‘When I help people, I’m also healing’: The Samaritans behind a new suicide recovery support group

'When I help people, I'm also healing': The Samaritans behind a new suicide recovery support group

One person who understands this is Luke Tan, 43, who shared with the group his story about attempting to take his own life.

Luke struggled in a difficult relationship when he was in Australia in his 20s and 30s. During the global financial crisis, he lost his job as an account manager in an events company.

“That was the start of my downward spiral. Coupled with the fact that my relationship wasn’t ideal – it was toxic in a way for both of us – it was a big issue in my life,” he said.

As things hit a low, he tried to kill himself during a drug-induced psychosis when he was about 30.

After smashing his head on a car window, paramedics found him lying face down in a pool of blood.

“I didn’t know what happened. Emergency services came and only in the ambulance did I find myself cocooned up in blankets … by the time I got to the emergency room all my clothes were all crusty (with blood),” he said.

Shortly after that, he was arrested while at a party and spent a night in a holding cell. 

“I did not once again address the core issue, which was the relationship … I was pretty much living a hedonistic lifestyle. My partner found out that I was unfaithful to her and finally that blew everything wide out in the open.
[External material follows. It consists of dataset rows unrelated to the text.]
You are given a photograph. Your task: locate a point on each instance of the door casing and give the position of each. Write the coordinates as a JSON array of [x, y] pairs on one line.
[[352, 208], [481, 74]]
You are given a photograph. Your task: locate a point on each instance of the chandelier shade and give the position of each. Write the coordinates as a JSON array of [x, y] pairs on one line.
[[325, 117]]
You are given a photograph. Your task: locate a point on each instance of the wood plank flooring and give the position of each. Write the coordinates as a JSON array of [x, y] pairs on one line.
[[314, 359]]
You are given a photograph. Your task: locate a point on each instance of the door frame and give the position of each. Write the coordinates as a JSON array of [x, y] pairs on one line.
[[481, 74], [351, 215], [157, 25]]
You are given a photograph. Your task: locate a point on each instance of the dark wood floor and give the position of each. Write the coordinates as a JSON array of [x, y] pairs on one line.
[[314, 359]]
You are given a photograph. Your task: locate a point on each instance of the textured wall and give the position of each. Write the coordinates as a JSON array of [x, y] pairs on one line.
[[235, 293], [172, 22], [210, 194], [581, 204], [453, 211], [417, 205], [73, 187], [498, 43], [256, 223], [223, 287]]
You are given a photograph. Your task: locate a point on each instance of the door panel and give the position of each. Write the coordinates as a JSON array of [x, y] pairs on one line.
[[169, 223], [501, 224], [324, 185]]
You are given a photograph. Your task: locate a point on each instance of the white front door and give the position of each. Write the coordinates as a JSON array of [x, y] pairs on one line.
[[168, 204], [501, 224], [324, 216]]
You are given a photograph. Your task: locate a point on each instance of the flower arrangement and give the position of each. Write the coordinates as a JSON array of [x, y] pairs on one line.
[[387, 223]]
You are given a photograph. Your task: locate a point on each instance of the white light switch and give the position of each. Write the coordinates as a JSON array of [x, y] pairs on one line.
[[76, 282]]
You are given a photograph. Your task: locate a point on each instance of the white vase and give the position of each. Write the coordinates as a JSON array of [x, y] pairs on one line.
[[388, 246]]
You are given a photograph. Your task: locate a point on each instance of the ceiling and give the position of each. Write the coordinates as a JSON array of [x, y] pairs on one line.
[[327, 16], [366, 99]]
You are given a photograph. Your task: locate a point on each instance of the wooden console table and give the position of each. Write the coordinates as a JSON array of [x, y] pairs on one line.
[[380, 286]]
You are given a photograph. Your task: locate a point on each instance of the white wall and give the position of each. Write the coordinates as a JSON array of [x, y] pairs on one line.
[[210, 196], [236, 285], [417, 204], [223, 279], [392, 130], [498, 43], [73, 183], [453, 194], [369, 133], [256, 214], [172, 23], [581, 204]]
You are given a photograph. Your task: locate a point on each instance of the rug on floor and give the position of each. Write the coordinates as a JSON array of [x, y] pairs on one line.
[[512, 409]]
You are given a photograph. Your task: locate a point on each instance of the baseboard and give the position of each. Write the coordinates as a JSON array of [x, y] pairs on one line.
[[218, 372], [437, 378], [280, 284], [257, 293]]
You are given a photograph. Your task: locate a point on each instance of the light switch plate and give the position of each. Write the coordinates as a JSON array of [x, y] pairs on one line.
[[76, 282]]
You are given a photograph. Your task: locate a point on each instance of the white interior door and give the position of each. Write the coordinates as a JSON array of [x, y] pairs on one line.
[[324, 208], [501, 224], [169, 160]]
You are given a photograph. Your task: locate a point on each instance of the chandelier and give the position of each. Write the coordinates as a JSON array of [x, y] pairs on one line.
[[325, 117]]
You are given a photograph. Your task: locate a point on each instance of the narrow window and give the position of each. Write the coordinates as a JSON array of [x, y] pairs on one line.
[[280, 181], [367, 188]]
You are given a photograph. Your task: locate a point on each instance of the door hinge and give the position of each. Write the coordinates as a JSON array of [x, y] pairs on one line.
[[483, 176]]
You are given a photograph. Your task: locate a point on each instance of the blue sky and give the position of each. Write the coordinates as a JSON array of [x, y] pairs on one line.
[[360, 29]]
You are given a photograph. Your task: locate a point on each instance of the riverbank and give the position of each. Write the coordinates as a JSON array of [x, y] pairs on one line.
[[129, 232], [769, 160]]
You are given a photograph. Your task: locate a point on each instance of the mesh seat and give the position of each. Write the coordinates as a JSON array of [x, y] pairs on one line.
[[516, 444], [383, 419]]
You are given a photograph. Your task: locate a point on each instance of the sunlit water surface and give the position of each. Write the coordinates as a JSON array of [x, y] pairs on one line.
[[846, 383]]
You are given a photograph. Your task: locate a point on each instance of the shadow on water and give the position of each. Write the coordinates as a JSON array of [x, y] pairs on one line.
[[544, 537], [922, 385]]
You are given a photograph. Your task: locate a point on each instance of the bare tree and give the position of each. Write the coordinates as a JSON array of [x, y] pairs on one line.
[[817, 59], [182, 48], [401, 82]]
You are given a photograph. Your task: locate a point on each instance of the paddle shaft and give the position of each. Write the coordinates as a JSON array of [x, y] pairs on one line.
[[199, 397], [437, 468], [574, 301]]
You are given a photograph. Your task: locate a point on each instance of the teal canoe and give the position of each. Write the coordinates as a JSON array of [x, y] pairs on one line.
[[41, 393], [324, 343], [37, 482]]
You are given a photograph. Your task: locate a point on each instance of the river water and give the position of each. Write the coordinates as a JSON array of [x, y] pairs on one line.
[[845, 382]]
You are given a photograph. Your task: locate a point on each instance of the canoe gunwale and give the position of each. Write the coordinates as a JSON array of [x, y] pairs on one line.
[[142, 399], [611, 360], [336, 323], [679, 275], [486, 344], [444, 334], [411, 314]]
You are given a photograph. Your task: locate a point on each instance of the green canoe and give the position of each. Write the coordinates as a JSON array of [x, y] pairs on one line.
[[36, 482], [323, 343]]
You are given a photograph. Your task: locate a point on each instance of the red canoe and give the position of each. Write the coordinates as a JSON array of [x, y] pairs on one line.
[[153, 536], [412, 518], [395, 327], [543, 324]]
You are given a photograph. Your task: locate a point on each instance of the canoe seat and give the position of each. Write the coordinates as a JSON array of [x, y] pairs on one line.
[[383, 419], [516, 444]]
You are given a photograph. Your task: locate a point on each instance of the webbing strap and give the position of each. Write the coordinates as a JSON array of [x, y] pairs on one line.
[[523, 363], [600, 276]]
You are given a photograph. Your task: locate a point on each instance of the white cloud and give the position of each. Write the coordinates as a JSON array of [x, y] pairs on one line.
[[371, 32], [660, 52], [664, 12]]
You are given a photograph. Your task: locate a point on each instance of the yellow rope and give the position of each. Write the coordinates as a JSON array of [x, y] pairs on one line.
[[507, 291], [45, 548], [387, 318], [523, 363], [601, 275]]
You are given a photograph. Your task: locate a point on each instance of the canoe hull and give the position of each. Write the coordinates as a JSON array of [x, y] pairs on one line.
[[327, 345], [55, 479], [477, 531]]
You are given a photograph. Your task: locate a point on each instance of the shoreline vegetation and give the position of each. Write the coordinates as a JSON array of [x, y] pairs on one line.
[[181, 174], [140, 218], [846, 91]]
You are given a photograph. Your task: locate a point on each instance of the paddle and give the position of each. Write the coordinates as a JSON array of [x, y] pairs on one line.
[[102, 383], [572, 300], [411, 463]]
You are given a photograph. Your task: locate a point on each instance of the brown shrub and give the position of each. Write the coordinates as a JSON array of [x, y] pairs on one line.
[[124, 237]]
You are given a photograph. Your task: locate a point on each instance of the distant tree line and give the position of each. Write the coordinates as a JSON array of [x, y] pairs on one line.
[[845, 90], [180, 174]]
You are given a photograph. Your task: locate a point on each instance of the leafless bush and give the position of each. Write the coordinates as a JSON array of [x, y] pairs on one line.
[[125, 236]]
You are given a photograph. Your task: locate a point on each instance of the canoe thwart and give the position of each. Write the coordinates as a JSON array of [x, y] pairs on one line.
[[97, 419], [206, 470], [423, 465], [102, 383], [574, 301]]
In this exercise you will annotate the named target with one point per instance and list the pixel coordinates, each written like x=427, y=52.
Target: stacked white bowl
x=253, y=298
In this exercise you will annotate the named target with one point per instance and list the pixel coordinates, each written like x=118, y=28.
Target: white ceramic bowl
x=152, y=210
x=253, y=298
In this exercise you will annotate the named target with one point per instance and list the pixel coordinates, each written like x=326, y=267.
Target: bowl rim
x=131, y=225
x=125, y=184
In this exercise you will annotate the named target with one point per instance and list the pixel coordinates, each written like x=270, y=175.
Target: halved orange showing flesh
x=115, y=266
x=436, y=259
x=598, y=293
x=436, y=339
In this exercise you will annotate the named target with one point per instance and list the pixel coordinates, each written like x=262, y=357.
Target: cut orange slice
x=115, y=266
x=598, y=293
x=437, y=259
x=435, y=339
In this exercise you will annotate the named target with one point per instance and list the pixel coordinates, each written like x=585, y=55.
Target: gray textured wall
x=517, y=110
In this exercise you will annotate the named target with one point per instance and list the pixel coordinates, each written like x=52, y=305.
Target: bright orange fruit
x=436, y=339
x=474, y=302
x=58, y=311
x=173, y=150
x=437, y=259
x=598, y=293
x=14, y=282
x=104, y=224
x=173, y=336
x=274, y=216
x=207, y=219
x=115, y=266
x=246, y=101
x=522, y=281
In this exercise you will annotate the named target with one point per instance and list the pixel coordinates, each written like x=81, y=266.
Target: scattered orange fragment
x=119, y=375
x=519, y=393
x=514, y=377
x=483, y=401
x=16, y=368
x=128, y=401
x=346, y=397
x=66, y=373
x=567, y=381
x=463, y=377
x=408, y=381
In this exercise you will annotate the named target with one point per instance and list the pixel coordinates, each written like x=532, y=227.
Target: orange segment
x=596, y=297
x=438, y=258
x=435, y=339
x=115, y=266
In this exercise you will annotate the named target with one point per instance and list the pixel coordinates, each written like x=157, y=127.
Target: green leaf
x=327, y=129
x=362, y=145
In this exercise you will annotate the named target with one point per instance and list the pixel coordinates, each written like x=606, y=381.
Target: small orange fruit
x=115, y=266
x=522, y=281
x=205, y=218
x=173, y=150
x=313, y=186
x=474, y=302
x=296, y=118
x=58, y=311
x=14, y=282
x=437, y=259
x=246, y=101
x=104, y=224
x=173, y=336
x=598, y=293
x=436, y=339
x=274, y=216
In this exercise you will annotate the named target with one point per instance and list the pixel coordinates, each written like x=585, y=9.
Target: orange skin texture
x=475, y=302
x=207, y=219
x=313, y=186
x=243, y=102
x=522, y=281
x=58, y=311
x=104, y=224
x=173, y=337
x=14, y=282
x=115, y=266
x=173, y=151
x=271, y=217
“The friends I thought I knew – my closest network literally turned their backs on me instantly … there was extreme shame, guilt, self disgust – that was really the lowest point of my life.” 

He decided to turn his life around and focused on becoming a bodybuilder and personal trainer. 

As he climbed back on his feet, Luke also met his wife Emily – someone he said was at the “start of my journey”.

“She was there for me, and she was someone I could be fully open and honest with because she knew me at my lowest, she met me at my lowest,” he said.

He added: “We built our relationship on brutal honesty and trust, and having that honesty and trust, I share everything.”

When he came back to Singapore in 2015, he started working with SOS and is now part of the Light in the Dark programme.

“It’s become a compass for me. It’s given me a direction to focus, to feel and to support as well, and to know that I’m helping someone in an area that I’ve struggled with,” he said.